Republican vice presidential nominee Mike Pence said Saturday he could not condone or defend Donald Trump’s comments about women.
Pence said in a statement: “As a husband and a father, I was offended by the words and actions described by Donald Trump in the 11-year-old video released yesterday. I do not condone his remarks and cannot defend them. I am grateful that he has expressed remorse and apologized to the American people.”
He added that “We pray for his family and look forward to the opportunity he has to show what is in his heart when he goes before the nation tomorrow night.”
A growing number of Republican politicians urged Trump to quit the presidential race on Saturday.
Rep. Bradley Byrne of Alabama said Trump’s recorded lewd comments about women were “appalling.” He added that “Trump is not fit to be president of the United States and cannot defeat Hillary Clinton.”
He said Trump should step aside and let Pence lead the Republican ticket for the four weeks left until Election Day.
New Jersey Republican Rep. Scott Garrett also said Trump’s running mate would be “the best nominee for the Republican Party to defeat Hillary Clinton.”
New Hampshire Sen. Kelly Ayotte said she was dropping her support for Trump and planned to write in Pence’s name for president. Ayotte said in a statement that she could not support a presidential candidate “who brags about degrading and assaulting women.”

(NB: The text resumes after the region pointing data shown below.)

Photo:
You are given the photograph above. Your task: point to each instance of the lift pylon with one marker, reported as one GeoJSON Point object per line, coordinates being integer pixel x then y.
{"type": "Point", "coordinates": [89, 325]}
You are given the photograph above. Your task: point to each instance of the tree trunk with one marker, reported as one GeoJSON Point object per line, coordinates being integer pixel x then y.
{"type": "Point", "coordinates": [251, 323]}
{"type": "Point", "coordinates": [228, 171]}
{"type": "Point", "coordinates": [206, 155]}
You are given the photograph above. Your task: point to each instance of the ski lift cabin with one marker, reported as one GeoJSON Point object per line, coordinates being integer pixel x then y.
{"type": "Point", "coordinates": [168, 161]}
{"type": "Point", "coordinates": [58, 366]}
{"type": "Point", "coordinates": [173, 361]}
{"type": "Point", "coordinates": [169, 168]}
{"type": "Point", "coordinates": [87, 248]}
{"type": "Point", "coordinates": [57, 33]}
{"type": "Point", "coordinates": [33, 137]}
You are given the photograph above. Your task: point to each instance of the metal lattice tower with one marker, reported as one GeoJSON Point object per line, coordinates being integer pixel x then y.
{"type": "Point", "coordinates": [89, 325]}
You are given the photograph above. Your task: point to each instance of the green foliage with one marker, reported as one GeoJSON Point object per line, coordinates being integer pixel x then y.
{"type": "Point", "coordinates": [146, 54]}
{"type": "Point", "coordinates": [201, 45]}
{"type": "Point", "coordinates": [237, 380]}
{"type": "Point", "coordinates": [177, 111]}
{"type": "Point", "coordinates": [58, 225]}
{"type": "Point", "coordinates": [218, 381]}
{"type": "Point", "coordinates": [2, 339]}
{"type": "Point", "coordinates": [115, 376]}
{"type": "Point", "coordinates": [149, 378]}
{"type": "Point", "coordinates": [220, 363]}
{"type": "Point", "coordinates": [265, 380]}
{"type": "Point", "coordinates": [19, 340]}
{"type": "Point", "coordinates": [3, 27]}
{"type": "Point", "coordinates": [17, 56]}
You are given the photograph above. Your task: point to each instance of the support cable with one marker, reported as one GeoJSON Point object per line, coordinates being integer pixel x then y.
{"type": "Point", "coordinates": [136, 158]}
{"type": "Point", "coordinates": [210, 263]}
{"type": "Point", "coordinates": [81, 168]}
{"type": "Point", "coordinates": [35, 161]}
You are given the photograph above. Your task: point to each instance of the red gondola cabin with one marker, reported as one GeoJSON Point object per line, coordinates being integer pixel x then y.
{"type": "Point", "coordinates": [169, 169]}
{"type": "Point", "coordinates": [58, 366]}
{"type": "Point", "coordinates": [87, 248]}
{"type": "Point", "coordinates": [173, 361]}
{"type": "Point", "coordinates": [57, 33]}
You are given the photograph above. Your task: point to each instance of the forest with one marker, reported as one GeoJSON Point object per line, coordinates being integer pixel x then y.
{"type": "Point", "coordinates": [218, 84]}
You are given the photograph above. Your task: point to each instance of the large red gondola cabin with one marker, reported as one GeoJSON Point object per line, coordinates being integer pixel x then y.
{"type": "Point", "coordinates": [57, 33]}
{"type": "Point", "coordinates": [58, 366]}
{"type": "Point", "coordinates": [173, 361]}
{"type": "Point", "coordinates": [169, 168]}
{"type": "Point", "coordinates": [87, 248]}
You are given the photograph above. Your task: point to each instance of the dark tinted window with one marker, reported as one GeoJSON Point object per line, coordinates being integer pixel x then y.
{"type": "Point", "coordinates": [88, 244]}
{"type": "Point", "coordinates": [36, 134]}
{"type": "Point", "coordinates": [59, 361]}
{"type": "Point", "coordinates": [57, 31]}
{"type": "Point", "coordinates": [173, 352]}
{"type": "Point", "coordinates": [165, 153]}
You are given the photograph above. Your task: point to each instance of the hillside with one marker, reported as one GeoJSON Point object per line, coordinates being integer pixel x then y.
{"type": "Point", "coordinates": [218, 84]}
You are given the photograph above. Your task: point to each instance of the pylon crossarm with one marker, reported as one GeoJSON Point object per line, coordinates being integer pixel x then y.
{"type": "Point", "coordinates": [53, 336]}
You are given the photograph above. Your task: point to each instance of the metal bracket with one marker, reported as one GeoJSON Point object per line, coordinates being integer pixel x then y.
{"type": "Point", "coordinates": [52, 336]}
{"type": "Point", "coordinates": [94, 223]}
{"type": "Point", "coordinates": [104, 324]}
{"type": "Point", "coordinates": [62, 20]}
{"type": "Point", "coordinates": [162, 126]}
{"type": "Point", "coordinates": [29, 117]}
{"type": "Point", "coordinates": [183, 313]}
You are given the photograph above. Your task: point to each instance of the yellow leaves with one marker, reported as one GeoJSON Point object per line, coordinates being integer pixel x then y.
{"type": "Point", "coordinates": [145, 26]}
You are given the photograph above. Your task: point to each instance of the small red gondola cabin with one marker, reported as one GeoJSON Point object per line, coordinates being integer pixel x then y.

“It’s over,” said Republican strategist Terry Sullivan, who previously led Marco Rubio’s presidential campaign. “The only good news is that in 30 days Trump will be back to being just a former reality TV star like the Kardashians, and Republican candidates across America will no longer be asked to respond to his stupid remarks.”
Trump “is obviously not going to win,” Nebraska Sen. Ben Sasse tweeted Saturday morning. “But he can still make an honorable move: Step aside & let Mike Pence try.”
Trump himself, meanwhile, refused to withdraw from the race, saying her would “never” quit.
Trump said he wouldn’t yield the GOP nomination under any circumstances. “Zero chance I’ll quit,” he told The Wall Street Journal.
He told The Washington Post: “I’d never withdraw. I’ve never withdrawn in my life.” He claimed to have “tremendous support.”
In a videotaped midnight apology, Trump declared “I was wrong and I apologize” after being caught on tape bragging about aggressively groping women in 2005. He also defiantly dismissed the revelations as “nothing more than a distraction” from a decade ago and signaled he would press his presidential campaign by arguing that rival Hillary Clinton has committed greater sins against women.